The effect of deoxyschizandrin on chronic unpredictable mild stress-induced depression.

The purpose of the present study was to evaluate the antidepressant effect of deoxyschizandrin (DEO) in chronic unpredictable mild stress (CUMS)-induced mice. The mice were subjected to CUMS paradigm for 8 weeks. From the sixth week, the mice were intragastrically treated with DEO once daily for continuous 3 weeks. The behavior tests including sucrose preference test (SPT), forced swimming test (FST), tail suspension test (TST), and open field test were conducted. Additionally, the expressions of TLR4, MyD88, TRAF6, p-NF-κBp65, NLRP3, cleaved caspase-1, cleaved IL-1β, GluR, and PSD95 in hippocampus were detected by western blot. The concentrations of IL-6 and TNF-α in hippocampus were determined by enzyme linked immune sorbent assay (ELISA). The dendritic spine density was observed by Golgi-Cox staining.
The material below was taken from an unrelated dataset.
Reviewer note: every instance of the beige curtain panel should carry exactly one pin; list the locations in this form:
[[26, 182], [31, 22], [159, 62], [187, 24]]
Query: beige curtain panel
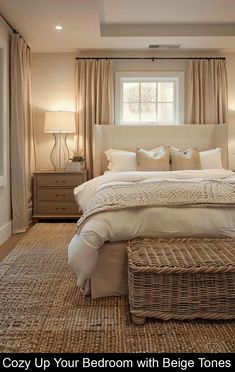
[[22, 143], [207, 92], [94, 102]]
As a result, the treatment with DEO relieved anhedonia in SPT, and reduced immobile duration in FST and TST. DEO treatment effectively attenuated the CUMS-caused alterations of TLR4, MyD88, TRAF6, p-NF-κBp65, NLRP3, cleaved caspase-1, cleaved IL-1β, GluR, and PSD95. Furthermore, DEO could reduce the hippocampal inflammatory cytokine content and increase the density of dendritic spine. In conclusion, the present work indicated that DEO exhibited antidepressant effect on CUMS-induced depressive mice, which was possible due to the TLR4/NF-κB/NLRP3 pathway and the amelioration of dendritic spine density through GluR/PSD95 cascade.